Уланову было шесть лет, когда его впервые привели в цирк, и до пятидесяти с лишним сохранился в его душе отзвук пережитого, пугающего восторга. Он вышел тогда из цирка, крепко держась за мамину руку, в большей мере устрашенный, чем счастливый. Ему словно бы приказали, как в сказке: «Пойди туда, не знаю куда, возьми то, не знаю что». И, выполняя хитроумный приказ, он потом во все годы безотчетно искал встречи с той давней цирковой наездницей. Он и сам посмеивался над своим мальчишеским идеалом, но ощущение чего-то недополученного от жизни осталось у него до сего дня.
…Уланов почти не заметил, как к его столику подошли двое новых посетителей, кто-то спросил: «Свободно, не возражаете?» Он кивнул, и эти двое сели. Все его внимание было устремлено на буфетчицу. Она только что отпустила с графинчиком водки очередного официанта и теперь, повернувшись вполоборота к зеркалам, поправляла прическу, улыбаясь про себя. Ее пальцы наизусть проворно устраивали что-то с черной косой, тяжелым клубком нависавшей над нежным затылком; шпильки она держала в чуть выпяченных губах… О чем она думала, чему улыбалась? — спрашивал себя Уланов. В сущности, она была так же далека от него, Николая Георгиевича Уланова, стареющего литератора, и так же таинственна и недостижима, как та космическая циркачка — для дошкольника Коли Уланова. Но вот зазвенели литавры и заиграла труба — оркестр приступил к своим обязанностям. И все посверкивало и лучилось вокруг этой ресторанной красотки, даже ее псевдоатласный халатик сиял в электрическом свете, подобно голубой одежде небожителей. Уланов уже отобедал и был слегка пьян — выпил коньячку больше, чем ему полагалось, но медлил уходить — почему, он и сам не знал. Словом, повторялось что-то схожее с ребячьим: «Пойди туда, не знаю куда, возьми то, не знаю что». Одно было вполне отчетливо: не хотелось возвращаться в пустую квартиру, что, впрочем, объяснялось не только этим кабацким обольщением.
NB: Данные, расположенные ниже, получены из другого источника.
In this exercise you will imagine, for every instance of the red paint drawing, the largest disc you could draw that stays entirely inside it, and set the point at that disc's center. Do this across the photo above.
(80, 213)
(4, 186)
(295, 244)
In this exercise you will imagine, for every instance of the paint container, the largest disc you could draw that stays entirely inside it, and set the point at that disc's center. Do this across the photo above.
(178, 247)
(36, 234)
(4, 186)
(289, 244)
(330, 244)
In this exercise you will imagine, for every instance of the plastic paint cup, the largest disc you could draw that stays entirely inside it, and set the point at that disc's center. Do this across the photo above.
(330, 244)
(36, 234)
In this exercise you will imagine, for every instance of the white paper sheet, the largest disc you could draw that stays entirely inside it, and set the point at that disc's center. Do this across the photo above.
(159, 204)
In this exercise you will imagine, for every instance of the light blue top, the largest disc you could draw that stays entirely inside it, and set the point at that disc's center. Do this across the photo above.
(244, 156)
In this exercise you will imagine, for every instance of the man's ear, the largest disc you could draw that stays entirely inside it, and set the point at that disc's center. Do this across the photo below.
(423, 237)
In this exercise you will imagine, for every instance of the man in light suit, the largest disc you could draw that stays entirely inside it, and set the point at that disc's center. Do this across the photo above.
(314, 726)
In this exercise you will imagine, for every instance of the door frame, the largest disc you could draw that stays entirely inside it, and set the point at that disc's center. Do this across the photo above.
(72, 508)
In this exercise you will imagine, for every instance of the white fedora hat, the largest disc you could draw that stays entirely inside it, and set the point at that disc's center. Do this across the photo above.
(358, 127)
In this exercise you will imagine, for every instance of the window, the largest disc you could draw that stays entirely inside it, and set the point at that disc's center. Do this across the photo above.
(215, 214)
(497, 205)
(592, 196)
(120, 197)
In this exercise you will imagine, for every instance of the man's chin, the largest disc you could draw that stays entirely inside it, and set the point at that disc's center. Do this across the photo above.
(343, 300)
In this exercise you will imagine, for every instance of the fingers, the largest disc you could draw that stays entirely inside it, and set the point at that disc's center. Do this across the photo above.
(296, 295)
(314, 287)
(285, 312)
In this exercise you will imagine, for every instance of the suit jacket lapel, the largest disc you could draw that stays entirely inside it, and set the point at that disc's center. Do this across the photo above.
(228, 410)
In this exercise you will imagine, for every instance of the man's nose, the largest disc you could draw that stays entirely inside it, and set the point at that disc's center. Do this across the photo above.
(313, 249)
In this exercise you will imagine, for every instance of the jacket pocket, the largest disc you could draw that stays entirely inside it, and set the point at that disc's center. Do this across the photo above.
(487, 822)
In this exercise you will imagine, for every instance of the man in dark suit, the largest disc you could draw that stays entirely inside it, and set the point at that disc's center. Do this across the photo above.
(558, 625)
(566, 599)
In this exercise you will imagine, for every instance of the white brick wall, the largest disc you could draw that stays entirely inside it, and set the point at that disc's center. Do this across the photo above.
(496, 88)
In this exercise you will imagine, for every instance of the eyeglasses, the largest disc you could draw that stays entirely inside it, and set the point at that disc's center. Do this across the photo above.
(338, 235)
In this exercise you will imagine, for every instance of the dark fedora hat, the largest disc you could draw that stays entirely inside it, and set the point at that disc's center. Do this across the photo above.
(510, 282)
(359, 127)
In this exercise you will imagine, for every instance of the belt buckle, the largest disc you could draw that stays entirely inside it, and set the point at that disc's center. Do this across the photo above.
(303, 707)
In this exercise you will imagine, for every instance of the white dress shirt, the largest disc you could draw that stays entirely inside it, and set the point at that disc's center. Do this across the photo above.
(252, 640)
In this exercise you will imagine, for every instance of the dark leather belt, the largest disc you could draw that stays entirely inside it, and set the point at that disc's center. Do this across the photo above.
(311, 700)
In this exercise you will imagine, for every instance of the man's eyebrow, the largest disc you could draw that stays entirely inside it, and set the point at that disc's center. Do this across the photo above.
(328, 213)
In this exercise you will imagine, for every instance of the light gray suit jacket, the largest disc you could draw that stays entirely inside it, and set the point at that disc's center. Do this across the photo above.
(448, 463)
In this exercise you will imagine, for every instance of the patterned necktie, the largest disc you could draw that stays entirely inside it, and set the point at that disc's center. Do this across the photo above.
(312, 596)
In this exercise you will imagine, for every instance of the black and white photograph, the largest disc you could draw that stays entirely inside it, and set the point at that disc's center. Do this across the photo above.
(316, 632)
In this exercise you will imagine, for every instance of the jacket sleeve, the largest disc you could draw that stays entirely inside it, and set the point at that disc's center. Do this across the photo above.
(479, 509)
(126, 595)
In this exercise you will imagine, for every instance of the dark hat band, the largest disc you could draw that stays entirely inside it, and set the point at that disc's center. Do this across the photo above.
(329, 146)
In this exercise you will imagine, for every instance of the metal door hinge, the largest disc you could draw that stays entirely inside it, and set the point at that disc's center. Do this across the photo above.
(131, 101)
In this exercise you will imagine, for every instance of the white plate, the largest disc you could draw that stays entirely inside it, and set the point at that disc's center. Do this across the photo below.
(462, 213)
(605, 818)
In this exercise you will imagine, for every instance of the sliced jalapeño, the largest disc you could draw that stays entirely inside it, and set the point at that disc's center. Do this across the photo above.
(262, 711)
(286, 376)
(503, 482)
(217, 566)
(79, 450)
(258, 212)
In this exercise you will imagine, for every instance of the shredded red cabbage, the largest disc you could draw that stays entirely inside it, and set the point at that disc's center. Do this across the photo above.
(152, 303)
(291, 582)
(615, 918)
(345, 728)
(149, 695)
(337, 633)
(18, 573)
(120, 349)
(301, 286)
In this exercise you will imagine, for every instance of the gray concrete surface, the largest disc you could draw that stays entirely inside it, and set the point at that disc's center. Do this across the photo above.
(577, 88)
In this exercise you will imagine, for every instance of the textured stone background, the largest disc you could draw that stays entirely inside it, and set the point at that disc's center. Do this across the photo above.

— Свободный ход, понятно тебе? — дошел к Уланову густой плывущий голос одного из случайных сотрапезников. — Нету мне свободного хода.
Голос принадлежал этакому «добру молодцу» — розоволицему, белокурому, хотя и не первой молодости, с аккуратно подстриженной волнистой бородкой. Замолчав, он опрокинул в себя рюмку водки, отдышался шумно и принялся есть солянку, заботливо вылавливая слоистые кусочки осетрины.